How AI can detect diseases doctors aren’t looking for

How AI can detect diseases doctors aren’t looking for

Getty Images A girl entering a CT scanning machinegetty images

“Opportunistic” screening by AI could detect diseases doctors weren’t looking for

This is the sixth feature in a six-part series looking at how AI is changing medical research and treatment.

When 58-year-old Will Studholme arrived at Accident and Emergency, an NHS hospital in Oxford, with gastrointestinal symptoms in 2023, he didn’t expect to be diagnosed with osteoporosis.

This disease, which is strongly associated with age, causes bones to become weak and fragile, increasing the risk of fractures.

It was discovered that Mr Studholme had a severe case of food poisoning, but early in the investigation into his illness, he was given a CT scan of the abdomen.

That scan was later run through artificial intelligence (AI) technology, which identified a collapsed vertebra in Mr Studholme’s spine, which is a common early indicator of osteoporosis.

Further tests began, and Mr. Studholme came up with not only his diagnosis, but also a simple treatment: an annual infusion of an osteoporosis drug that is expected to improve his bone density.

“I feel very fortunate,” says Mr Studholme, “I don’t think this could have been lifted without AI technology.”

Will Studholme Will Studholme stands on a bridge in OxfordWill Studholme

While Will Studholme was treated for food poisoning, AI was found to have symptoms of osteoporosis

It’s not unheard of that a radiologist may see something incidental in a patient’s imaging – an unknown tumor, a concern related to a particular tissue or organ – outside of what they were originally examining.

But applying AI in the background to systematically comb through scans and automatically identify early signs of common preventable chronic diseases that may arise – regardless of the reason the scan was originally ordered. Has gone – is new.

The clinical use of AI for opportunistic screening, or opportunistic imaging, as it is called, “is just beginning,” says Perry Pickhard, a professor of radiology and medical physics at the University of Wisconsin-Madison, who was among those developing the algorithm. Are from.

It is considered opportunistic because it takes advantage of imaging that has already been done for another diagnostic purpose – whether it be suspected cancer, chest infection, appendicitis or abdominal pain.

This has the ability to catch previously undiagnosed diseases at an early stage, before the onset of symptoms, when they are easier to treat or prevent them from progressing. “We can miss a lot of the prevention gaps that we missed before,” says Professor Pickhardt.

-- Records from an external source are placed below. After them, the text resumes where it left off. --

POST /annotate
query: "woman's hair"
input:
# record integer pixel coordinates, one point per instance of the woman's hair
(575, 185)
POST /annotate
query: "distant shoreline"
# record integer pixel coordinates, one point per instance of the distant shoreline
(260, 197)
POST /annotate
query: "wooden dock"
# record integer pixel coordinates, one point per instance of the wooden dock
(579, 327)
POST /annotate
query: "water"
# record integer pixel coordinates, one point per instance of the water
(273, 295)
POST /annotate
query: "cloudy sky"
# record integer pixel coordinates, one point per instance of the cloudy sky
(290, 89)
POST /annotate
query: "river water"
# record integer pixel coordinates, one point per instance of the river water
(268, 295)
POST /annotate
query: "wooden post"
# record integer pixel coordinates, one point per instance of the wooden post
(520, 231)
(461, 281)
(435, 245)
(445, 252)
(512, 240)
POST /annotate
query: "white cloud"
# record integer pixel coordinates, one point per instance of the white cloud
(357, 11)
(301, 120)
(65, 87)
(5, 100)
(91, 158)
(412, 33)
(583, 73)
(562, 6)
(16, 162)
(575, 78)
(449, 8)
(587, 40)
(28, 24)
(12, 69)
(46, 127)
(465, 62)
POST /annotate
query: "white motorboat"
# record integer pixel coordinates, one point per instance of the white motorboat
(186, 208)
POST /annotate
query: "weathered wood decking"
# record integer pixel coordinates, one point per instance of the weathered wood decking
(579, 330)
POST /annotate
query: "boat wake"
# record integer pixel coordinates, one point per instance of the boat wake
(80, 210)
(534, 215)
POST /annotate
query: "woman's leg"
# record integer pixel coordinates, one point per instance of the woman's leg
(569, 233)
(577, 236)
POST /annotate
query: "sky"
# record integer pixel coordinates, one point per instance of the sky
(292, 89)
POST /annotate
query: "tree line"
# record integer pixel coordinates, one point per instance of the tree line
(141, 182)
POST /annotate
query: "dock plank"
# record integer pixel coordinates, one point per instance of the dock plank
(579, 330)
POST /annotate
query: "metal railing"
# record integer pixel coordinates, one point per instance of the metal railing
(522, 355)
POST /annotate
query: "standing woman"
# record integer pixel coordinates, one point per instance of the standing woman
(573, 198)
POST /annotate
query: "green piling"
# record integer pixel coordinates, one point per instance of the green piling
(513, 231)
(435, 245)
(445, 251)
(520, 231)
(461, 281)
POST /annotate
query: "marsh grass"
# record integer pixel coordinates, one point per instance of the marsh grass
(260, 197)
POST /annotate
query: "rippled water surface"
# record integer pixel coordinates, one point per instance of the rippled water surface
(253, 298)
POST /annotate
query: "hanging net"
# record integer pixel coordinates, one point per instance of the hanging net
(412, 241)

He says routine physical or blood tests often fail to detect these diseases.

Getty Images A doctor examines a CT scangetty images

CT scan contains a lot of information that is not examined

Miriam Bredella, a radiologist at NYU Langone who is also developing algorithms in this area, says there’s a lot of data in CT scans about body tissues and organs that we don’t really use.

And while it can theoretically be analyzed without AI by the radiologist doing the measurement – ​​it will take time.

She says technology also has benefits in terms of reducing prejudice.

For example, diseases like osteoporosis are thought to mostly affect thin, elderly white women — so doctors don’t always think to look outside that population.

Opportunistic imaging, on the other hand, does not discriminate that way.

The case of Mr. Studholme is a good example. Being a relatively young male with no history of broken bones for osteoporosis, he is unlikely to have been diagnosed without AI.

In addition to osteoporosis, AI is being trained to help opportunistically identify heart disease, fatty liver disease, age-related muscle loss and diabetes.

While the main focus is on CT scans, for example of the abdomen or chest, other types of imaging, including chest X-rays and mammograms, are also opportunistically gathering information.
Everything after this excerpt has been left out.